I understand why they are doing this, but most of it is noise. I feel like if I had a way to browse twitter without any posts with more than 1,000 likes, it would be a much better experience.
Not long after twitter started showing me algorithmic recommendations, it decided to show me some comments that were so vile I couldn't help but call them out. The person responded by asking "Who are you and what are you doing in my replies?". Which was a valid question. Why was I there? I didn't want to be talking to that person. Why did I even see that content? Was I rewarding the algorithm's choice by responding? Gross.
Is that the new normal for twitter? Do I have to wade through enraging AI content as payment for following the creators I love?
No. If thats the trade, its a bad trade to make. I deleted twitter and I haven't looked back. There's some fantastic creators on twitter doing cool things. But there's too many interesting ways I could be spending my time to waste time dealing with that.
Rule #1 of any algorithmic feed is that you get more of what you interact with.
If you're the type of person who can't resist engaging with things that make you angry, algorithmic feed websites are not for you.
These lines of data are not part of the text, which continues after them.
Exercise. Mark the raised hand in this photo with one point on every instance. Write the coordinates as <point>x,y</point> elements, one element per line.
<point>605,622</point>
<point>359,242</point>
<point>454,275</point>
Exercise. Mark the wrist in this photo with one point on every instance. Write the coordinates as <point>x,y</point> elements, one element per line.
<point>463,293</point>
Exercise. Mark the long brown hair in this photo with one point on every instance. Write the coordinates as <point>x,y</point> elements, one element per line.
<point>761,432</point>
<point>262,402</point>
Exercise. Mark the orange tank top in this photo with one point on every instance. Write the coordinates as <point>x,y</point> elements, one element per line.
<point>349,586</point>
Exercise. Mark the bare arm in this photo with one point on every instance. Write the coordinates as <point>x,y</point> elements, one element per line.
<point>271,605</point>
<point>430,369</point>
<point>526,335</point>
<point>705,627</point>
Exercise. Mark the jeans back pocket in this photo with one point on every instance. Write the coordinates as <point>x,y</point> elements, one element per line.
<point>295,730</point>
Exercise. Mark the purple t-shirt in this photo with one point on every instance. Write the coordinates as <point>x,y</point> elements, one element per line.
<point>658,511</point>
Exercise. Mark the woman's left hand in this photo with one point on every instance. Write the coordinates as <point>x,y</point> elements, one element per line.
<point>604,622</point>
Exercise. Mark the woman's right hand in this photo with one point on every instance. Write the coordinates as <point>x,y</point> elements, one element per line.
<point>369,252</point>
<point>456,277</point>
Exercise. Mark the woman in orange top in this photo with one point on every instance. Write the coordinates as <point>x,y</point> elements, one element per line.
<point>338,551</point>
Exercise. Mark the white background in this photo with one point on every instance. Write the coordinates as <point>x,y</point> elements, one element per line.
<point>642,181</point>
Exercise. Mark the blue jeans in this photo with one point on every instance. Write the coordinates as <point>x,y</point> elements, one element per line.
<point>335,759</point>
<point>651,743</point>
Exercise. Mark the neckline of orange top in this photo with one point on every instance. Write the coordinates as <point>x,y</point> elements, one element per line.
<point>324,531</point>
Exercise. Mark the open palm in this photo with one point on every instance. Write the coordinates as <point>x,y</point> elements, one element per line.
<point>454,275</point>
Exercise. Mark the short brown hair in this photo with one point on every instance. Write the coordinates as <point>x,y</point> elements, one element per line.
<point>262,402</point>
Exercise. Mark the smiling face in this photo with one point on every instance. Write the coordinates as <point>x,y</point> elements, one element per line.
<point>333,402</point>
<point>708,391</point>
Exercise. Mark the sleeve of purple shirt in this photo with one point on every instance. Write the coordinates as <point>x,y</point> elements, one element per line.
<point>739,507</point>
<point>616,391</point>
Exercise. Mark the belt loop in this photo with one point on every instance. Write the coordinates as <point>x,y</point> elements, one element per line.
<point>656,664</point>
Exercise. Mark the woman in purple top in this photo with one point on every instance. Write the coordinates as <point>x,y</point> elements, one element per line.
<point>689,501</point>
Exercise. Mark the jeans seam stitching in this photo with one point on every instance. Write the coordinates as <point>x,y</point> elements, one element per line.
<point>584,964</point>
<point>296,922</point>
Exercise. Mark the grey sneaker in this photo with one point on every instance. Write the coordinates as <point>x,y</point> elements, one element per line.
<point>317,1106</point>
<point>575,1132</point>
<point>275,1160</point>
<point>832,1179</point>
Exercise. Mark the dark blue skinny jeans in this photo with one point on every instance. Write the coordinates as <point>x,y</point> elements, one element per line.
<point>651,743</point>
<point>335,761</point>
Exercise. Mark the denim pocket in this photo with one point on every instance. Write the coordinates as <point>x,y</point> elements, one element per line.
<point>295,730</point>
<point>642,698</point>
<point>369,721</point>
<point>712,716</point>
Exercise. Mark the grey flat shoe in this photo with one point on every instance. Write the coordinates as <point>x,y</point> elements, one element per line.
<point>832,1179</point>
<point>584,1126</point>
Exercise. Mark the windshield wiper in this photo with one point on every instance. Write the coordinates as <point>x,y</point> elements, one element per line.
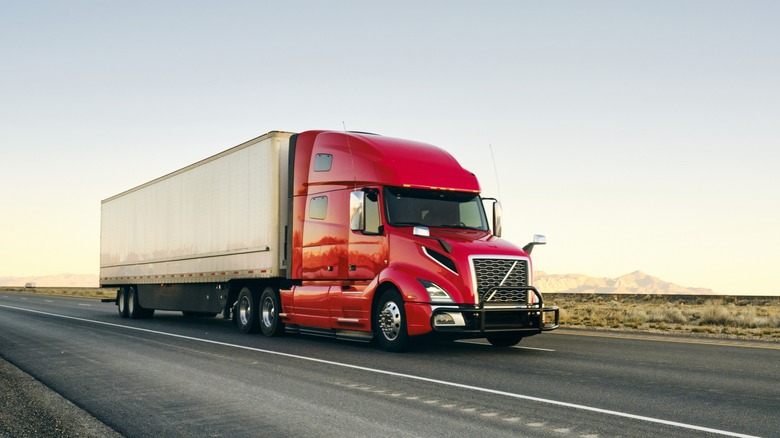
<point>407,224</point>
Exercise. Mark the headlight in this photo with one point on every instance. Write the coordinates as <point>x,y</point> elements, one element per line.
<point>435,292</point>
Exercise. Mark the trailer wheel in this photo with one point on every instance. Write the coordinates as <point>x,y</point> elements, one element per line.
<point>247,315</point>
<point>269,313</point>
<point>504,339</point>
<point>121,302</point>
<point>390,322</point>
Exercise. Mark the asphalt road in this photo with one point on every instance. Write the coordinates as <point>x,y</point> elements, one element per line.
<point>177,376</point>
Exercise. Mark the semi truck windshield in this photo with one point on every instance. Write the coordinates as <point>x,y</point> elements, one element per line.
<point>434,208</point>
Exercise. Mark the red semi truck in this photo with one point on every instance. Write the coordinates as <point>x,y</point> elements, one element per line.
<point>344,234</point>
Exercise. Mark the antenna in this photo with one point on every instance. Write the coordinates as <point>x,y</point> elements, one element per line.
<point>495,171</point>
<point>352,157</point>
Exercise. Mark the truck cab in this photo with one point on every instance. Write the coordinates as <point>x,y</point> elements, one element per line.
<point>389,239</point>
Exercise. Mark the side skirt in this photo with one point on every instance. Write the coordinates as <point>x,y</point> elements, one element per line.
<point>348,335</point>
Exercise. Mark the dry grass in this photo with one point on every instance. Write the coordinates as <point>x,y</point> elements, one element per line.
<point>756,318</point>
<point>81,292</point>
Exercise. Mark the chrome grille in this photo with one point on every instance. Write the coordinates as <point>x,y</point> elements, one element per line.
<point>499,280</point>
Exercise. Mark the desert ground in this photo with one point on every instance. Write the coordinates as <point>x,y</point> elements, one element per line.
<point>738,317</point>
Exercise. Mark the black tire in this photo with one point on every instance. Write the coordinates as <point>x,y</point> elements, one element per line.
<point>389,321</point>
<point>134,310</point>
<point>247,315</point>
<point>121,302</point>
<point>269,313</point>
<point>504,339</point>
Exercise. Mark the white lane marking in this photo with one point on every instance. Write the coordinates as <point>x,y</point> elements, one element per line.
<point>404,376</point>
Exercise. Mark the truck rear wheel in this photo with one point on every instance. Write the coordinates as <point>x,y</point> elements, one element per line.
<point>390,322</point>
<point>247,311</point>
<point>269,313</point>
<point>504,339</point>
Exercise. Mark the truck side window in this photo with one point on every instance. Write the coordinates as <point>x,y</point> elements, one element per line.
<point>322,162</point>
<point>372,213</point>
<point>318,207</point>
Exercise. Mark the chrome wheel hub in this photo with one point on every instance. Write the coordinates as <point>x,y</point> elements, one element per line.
<point>390,320</point>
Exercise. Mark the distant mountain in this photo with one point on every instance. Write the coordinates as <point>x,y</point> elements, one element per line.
<point>61,280</point>
<point>634,283</point>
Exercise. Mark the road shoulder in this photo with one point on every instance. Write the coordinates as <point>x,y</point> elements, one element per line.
<point>28,408</point>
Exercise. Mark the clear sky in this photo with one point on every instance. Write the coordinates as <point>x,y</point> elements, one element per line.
<point>635,135</point>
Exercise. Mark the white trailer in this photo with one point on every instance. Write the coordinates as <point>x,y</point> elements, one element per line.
<point>220,219</point>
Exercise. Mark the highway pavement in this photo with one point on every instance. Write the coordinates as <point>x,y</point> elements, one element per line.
<point>184,376</point>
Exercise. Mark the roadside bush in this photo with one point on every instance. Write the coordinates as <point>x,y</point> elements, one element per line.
<point>671,315</point>
<point>715,314</point>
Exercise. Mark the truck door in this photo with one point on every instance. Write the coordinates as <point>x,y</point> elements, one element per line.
<point>324,260</point>
<point>367,247</point>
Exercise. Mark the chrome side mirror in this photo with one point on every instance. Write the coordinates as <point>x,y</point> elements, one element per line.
<point>496,218</point>
<point>539,239</point>
<point>357,220</point>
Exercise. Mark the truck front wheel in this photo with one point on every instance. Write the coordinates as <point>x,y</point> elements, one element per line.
<point>390,322</point>
<point>269,313</point>
<point>247,311</point>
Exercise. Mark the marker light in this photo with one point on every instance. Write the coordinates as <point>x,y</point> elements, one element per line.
<point>435,292</point>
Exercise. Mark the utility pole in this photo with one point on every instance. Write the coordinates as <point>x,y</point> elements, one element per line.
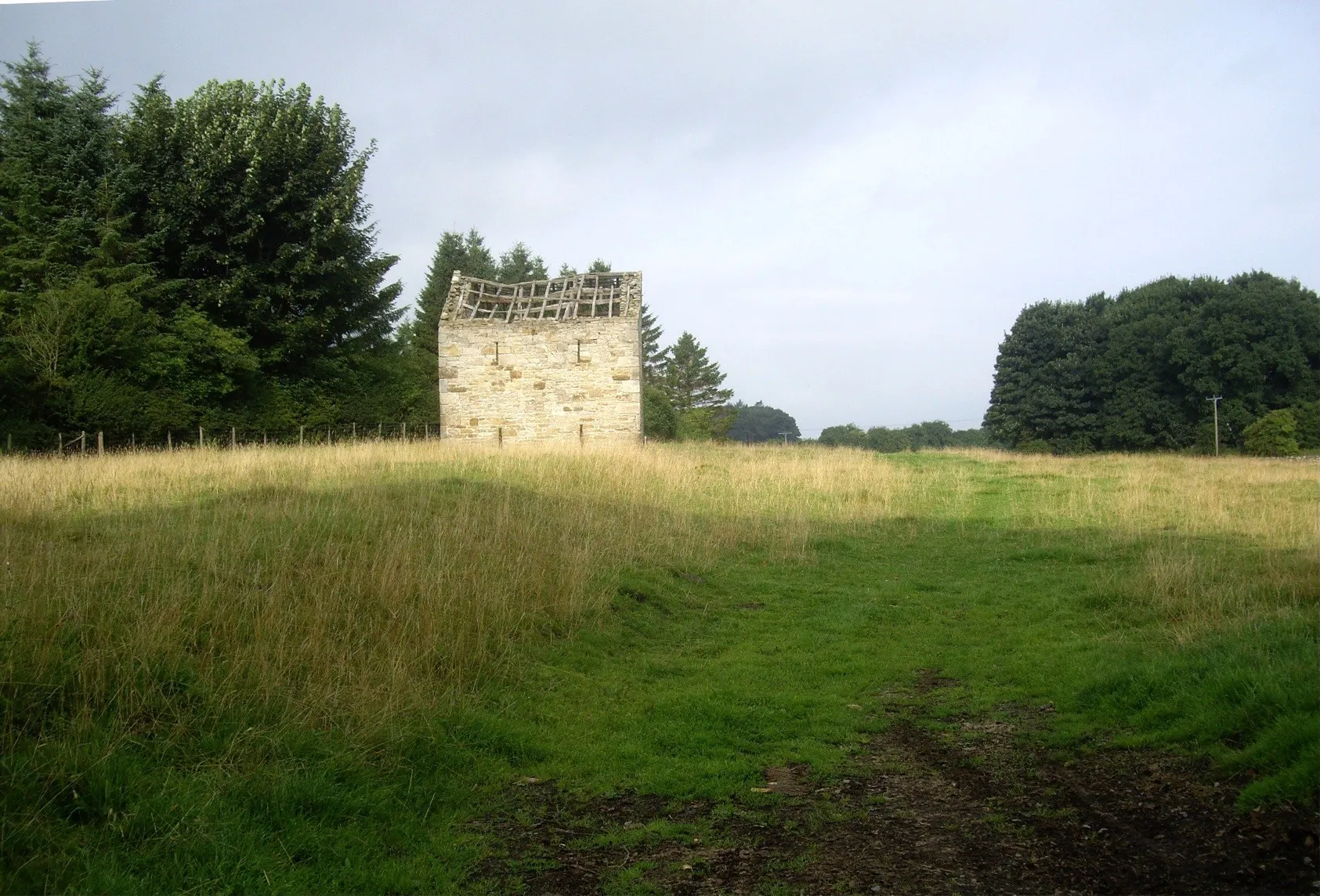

For people who have no problem scrolling past dumb comments and pressing the like button on things they actually want to see (a lot of people refuse to "like" on principle, to their own detriment) then Twitter is actually not a bad place.
But if you're easily triggered and you gravitate toward the things that make you angry, it's best to just stay away.
I think I am that kind of guy, to an extent. I don't always indulge - but it is always a constant temptation.
Probably why I exiled myself from FB and Twitter.
I use Adblock Plus to block Twitter's trending topics and it is a huge improvement; the topics are just annoying things that get engagement. Another thing that makes Twitter tolerable is to mute words with abandon, e.g. everything from "supreme court" to "wordle". Finally, I block anyone who tweets something stupid.
Everybody has an opinion on Trump, Biden, BLM, Trans Rights, Free Speech, racism, sexism, religion, immigration, abortion, war... the list goes on.
I'd actually pay money to follow technologists whose opinions on anything outside the tech in question I have no good guesses about.
The standard refrain is "well all tech is political". Well no: it doesn't matter who you are or where you come from when you're talking about a quirk of CSS or a cool e-ink project... or at least it doesn't interest me who you are or where you come from: I'm interested in what you're learning/teaching/doing with the tech.